We have the standard Blackos Scholes model:

$dS(t)=r S(t)dt+\sigma S(t) dW^{\mathbb{P}}(t)$, where $W^{\mathbb{P}}(t)$ is the standard Wiener process under probability measure $\mathbb{P}$.

If we want to simulate this, using constant $\Delta t$, we use the recursive formula:

$S_{t+1}=S_te^{(r-\frac{\sigma^2}{2})\Delta t+\sigma \sqrt{\Delta t} Z_t }$, where $Z_t \sim N(0,1)$.

Now assume that we want to change the drift such that:

$W^{\mathbb{Q}}(t) = W^{\mathbb{P}}(t) - \int_0^t \theta_s ds$ is a brownian motion under $\mathbb{Q}$ such that:

$dS(t)=(r + \sigma \theta )S(t)dt+\sigma S(t) dW^{\mathbb{Q}}(t)$

Now this is where I become unsure.
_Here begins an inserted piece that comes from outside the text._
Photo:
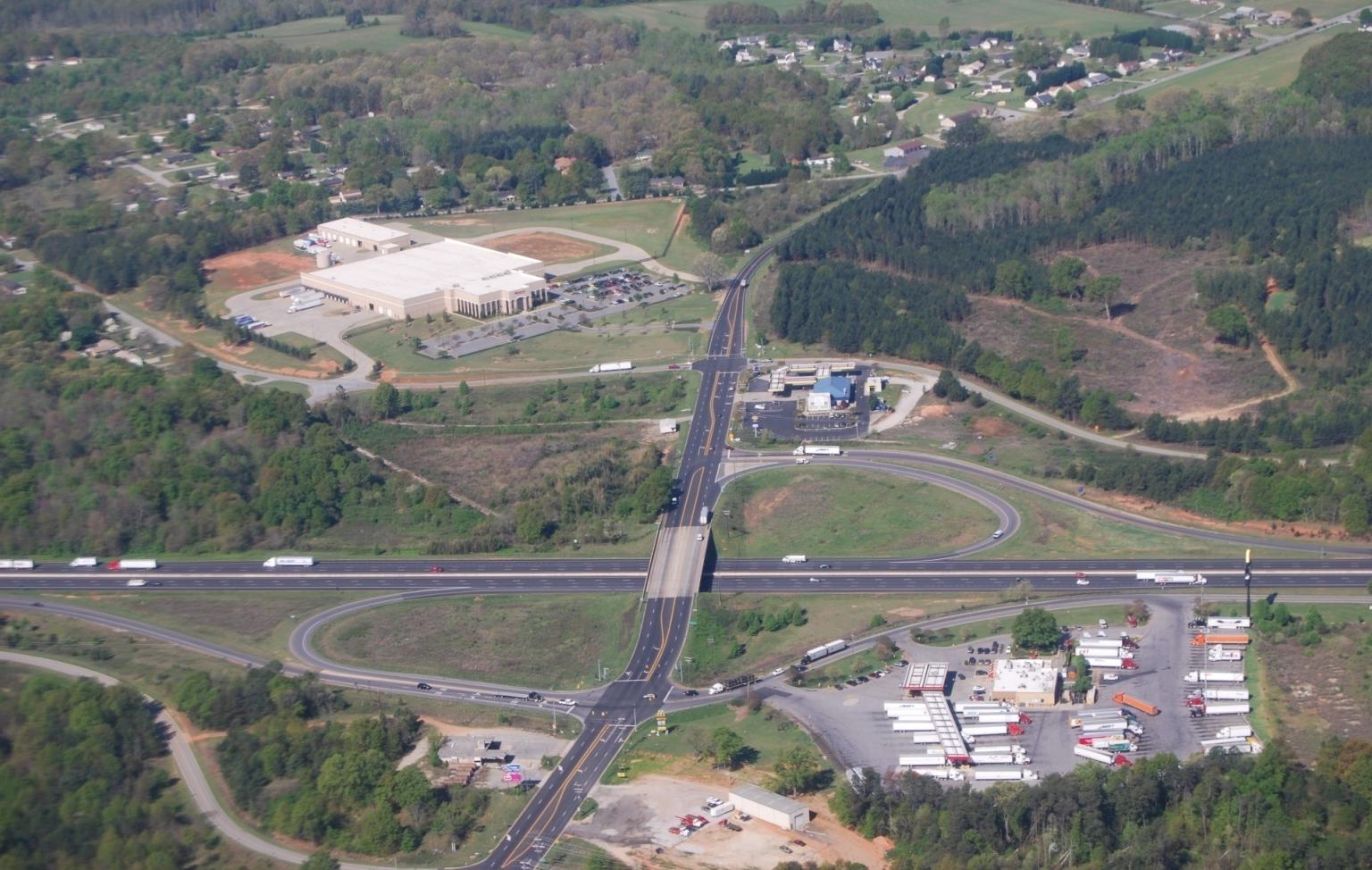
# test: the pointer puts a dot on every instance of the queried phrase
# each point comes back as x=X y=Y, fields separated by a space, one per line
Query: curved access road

If I want to simulate the drifted process, is it just fine to use the similar method as:

$S_{t+1}=S_te^{(r+\sigma \theta-\frac{\sigma^2}{2})\Delta t+\sigma \sqrt{\Delta t} Z_t }$, where $Z_t \sim N(0,1)$.

OR is it that I have to use $Z_t \sim N(\theta, 1)$?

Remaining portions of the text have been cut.